Among the Living Building Challenge’s performance criterion are net-positive energy and water usage. The Cultivate demonstration site will employ 550kW of solar arrays, geothermal wells, a wind turbine, and storm water techniques that will allow our campus to generate more energy and water (105%) than we utilize. Students and community members will have the ability to track our energy usage in real time through our automation and energy monitoring systems which will provide experiential learning opportunities in sustainability and renewable energy.

Regenerative Agriculture, Sustainable Nutrition & Food Security

On-site food production and regenerative agriculture is fundamental to the Cultivate Community framework. The demonstration site’s three acres of farming and food production, wellness facilities, teaching kitchens and nature-based playscapes will provide educational experiences and learning for the whole community and a projected 10,000 policymakers, educators and leaders who visit annually.  Year-round education is provided via greenhouses, tech-enabled hydroponic growing operations, community gardens, a learning barn, food forests, orchards, and edible landscapes.  Six teaching kitchens support culinary arts and nutrition for all ages, and all student meals will be prepared on-site using organic foods grown on the farm.  Produce grown above and beyond will be sold at affordable prices to the community through the Community Fresh Foods Store and Farm Café, a neighborhood-run social enterprise, as a means of generating additional revenue to support programming. Regional farmers and local business owners will also have opportunities to sell their produce and products onsite, providing economic opportunity.

Advancing Climate Justice

The Cultivate Collective is directly addressing the climate crisis and significant inequities of educational access, health care disparities, and environmental justice throughout the United States, and is developing a best-practice framework for advancing climate justice and environmental literacy that can be scaled to other national and international communities. Our net-positive energy national demonstration site is located within a 96% minority public housing project in an industrial corridor near an international airport where children and families have been impacted by decades of environmental injustice and disinvestment. Identified as a food desert, with high pollution and medically underserved, our low-income and BIPOC community is precisely representative of the growing inequalities embedded within the climate crisis.

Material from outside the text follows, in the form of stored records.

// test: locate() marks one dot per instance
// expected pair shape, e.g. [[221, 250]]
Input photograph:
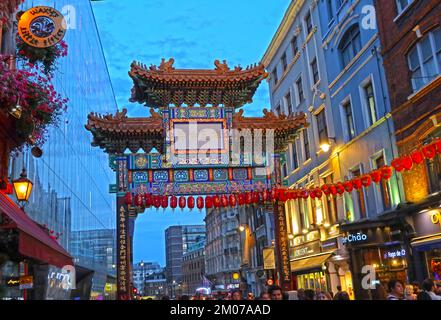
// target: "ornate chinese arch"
[[194, 129]]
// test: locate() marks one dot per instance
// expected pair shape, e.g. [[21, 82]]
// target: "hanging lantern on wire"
[[232, 200], [164, 202], [173, 202], [148, 200], [138, 200], [216, 201], [200, 203], [208, 202], [190, 202], [182, 202], [128, 198]]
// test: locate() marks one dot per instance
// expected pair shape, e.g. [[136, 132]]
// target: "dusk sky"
[[194, 33]]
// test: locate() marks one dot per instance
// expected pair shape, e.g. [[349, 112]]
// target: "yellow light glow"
[[325, 146]]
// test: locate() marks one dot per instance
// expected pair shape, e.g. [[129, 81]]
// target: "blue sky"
[[194, 33]]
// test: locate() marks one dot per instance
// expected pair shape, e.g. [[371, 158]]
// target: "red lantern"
[[348, 186], [318, 193], [356, 182], [232, 200], [407, 162], [148, 200], [208, 202], [417, 157], [376, 176], [429, 151], [241, 199], [156, 201], [138, 200], [366, 180], [128, 198], [173, 202], [397, 164], [200, 203], [326, 190], [386, 172], [216, 201], [164, 202], [224, 201], [182, 202], [340, 188], [190, 202], [248, 198]]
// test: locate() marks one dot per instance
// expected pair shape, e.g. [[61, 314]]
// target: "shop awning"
[[313, 262], [34, 241], [427, 243]]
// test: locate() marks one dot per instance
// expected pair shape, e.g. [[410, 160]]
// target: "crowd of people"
[[393, 290]]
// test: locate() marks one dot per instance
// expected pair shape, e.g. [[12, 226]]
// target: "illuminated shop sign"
[[394, 254], [355, 238]]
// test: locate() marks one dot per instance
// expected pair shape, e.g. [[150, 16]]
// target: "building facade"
[[222, 248], [299, 82], [193, 268], [178, 239], [410, 34]]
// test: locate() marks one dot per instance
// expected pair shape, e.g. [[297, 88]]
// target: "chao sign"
[[42, 27]]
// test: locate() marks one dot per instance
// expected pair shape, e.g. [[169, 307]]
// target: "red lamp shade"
[[216, 201], [200, 203], [138, 200], [208, 202], [173, 202], [232, 200], [376, 176], [190, 202], [164, 202], [182, 202], [148, 200]]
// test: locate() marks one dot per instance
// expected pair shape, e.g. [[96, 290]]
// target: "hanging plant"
[[32, 93], [45, 57]]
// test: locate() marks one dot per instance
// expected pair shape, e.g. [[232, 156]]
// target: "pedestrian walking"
[[396, 290]]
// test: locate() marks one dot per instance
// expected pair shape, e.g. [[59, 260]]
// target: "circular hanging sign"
[[41, 27]]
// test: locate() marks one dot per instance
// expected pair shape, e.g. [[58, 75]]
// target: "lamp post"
[[22, 187]]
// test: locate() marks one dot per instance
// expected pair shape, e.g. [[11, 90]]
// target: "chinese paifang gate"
[[165, 165]]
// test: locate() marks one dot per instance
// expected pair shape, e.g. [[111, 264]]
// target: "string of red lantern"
[[404, 163]]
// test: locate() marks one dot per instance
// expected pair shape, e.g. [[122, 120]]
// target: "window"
[[295, 157], [274, 76], [349, 120], [425, 60], [314, 69], [370, 103], [288, 103], [299, 85], [384, 185], [403, 4], [306, 144], [350, 46], [321, 126], [360, 196], [330, 202], [294, 46], [284, 63], [308, 22]]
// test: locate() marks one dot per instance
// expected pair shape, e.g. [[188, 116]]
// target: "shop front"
[[378, 253], [426, 244], [319, 261]]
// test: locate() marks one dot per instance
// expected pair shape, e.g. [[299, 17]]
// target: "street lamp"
[[23, 187]]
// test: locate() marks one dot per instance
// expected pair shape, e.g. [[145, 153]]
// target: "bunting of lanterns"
[[401, 164]]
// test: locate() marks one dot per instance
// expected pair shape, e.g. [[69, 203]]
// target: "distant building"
[[177, 241], [141, 271], [193, 268], [222, 248]]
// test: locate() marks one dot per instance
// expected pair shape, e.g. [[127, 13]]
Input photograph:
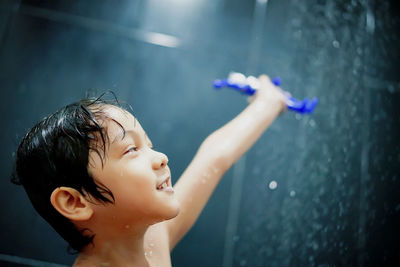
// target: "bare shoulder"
[[156, 245]]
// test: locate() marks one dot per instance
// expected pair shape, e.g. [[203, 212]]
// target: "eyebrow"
[[129, 132]]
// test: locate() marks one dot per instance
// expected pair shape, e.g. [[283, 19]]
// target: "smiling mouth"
[[166, 185]]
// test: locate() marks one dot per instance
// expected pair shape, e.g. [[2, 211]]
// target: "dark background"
[[337, 171]]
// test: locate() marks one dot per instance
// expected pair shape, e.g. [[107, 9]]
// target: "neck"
[[122, 248]]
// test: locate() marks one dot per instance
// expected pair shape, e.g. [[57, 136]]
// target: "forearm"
[[233, 140], [215, 156]]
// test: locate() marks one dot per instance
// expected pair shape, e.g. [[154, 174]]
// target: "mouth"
[[165, 185]]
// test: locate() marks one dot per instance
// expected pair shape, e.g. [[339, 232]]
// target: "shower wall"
[[315, 190]]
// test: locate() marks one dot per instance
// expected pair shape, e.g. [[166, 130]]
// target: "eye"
[[131, 150]]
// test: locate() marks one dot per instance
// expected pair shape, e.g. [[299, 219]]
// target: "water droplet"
[[215, 170], [273, 185], [336, 44]]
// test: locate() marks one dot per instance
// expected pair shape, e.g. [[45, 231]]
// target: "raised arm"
[[219, 152]]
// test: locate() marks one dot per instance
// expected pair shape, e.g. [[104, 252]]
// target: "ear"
[[71, 204]]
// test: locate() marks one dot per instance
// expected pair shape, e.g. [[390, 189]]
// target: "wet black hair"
[[55, 153]]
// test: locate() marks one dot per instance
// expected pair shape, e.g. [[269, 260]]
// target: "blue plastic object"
[[300, 106]]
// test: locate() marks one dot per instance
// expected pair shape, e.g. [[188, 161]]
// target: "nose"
[[160, 160]]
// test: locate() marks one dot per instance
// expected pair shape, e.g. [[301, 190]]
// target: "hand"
[[270, 94]]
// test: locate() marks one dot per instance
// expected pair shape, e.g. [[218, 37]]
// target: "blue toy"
[[249, 85]]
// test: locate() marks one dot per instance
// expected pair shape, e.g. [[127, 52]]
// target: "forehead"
[[120, 116]]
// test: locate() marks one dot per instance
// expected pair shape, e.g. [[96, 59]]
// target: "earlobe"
[[71, 204]]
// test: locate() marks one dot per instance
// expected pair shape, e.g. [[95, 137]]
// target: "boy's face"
[[132, 170]]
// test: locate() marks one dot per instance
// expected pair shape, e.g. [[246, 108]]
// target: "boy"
[[90, 171]]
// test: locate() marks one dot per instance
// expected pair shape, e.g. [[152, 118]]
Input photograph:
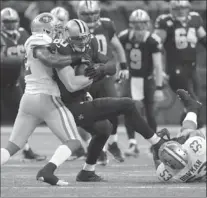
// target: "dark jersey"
[[104, 33], [180, 44], [139, 55], [12, 48], [93, 54]]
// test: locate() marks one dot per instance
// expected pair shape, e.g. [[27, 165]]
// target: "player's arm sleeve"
[[156, 50], [201, 32], [121, 56], [160, 28], [53, 60], [73, 83], [7, 60], [164, 174]]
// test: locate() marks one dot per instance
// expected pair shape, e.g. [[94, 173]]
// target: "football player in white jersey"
[[41, 100], [183, 159]]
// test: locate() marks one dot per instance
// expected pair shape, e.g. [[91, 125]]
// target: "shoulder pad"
[[163, 16], [194, 14], [38, 39], [21, 29], [123, 33], [105, 19]]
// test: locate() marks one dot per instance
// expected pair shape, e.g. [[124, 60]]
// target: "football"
[[79, 69]]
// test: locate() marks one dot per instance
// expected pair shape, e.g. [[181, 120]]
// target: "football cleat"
[[50, 178], [116, 152], [103, 159], [190, 104], [30, 155], [132, 150], [88, 176]]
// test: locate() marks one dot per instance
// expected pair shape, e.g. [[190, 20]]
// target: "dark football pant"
[[88, 114], [10, 99], [186, 77], [106, 88], [148, 102]]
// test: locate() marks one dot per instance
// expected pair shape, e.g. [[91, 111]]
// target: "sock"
[[191, 116], [5, 155], [61, 154], [112, 139], [104, 148], [89, 167], [26, 147], [154, 139], [132, 141]]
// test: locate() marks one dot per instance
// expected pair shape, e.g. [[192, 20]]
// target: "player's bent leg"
[[62, 153], [100, 133]]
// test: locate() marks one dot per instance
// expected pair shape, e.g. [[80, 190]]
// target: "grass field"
[[133, 178]]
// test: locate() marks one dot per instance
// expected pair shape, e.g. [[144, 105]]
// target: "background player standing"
[[13, 38], [143, 51]]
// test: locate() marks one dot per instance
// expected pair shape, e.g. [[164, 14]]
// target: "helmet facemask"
[[90, 18], [78, 43], [139, 29], [173, 155]]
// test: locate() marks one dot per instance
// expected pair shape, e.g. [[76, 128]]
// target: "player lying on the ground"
[[183, 159], [88, 114]]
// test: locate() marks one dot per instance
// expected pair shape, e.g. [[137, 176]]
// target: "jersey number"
[[183, 37], [166, 175], [135, 59], [16, 50], [195, 146], [102, 43]]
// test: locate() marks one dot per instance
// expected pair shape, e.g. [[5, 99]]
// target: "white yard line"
[[109, 187]]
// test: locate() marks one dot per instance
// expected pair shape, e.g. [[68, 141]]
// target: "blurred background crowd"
[[119, 12]]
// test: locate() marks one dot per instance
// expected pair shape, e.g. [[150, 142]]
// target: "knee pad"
[[73, 144]]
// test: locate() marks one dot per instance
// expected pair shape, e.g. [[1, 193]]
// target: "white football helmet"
[[9, 21], [180, 9], [77, 34], [172, 154], [89, 12], [45, 23], [140, 23]]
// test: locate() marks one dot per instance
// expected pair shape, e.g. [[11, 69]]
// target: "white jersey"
[[196, 168], [38, 78]]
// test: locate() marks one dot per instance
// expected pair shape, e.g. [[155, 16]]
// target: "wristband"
[[123, 65], [159, 87]]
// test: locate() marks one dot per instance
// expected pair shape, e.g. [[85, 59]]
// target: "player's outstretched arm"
[[72, 82], [53, 60]]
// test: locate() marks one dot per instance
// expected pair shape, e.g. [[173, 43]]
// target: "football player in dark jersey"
[[180, 31], [13, 38], [143, 51], [105, 32], [90, 115]]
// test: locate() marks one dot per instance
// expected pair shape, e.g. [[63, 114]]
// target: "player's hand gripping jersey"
[[181, 37], [195, 170], [139, 55], [38, 77]]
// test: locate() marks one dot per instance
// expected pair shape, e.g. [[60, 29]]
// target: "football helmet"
[[45, 23], [172, 154], [89, 12], [9, 21], [77, 34], [140, 23], [180, 9]]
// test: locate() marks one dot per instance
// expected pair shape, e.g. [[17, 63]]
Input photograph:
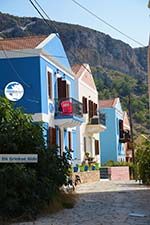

A Financially Sustainable Model

Cultivate Communities are designed to be financially self-sustaining and cost-replicable.  The Cultivate Chicago demonstration site will serve as a replicable model for communities and schools across the globe.  This prototype will ultimately give back to our city and state communities in the form of cost savings on energy, healthy food grown on-site, and an efficient design that enables ongoing adaptation to the latest sustainable technologies and research on best practices.  Solar panel arrays and geothermal wells will offset the bulk of our utility expenses, and on-site food production and a community produce market will generate revenue to fund programs. Battery storage will showcase climate resiliency.  The six-acre hub will be self-sustaining by year three of operations.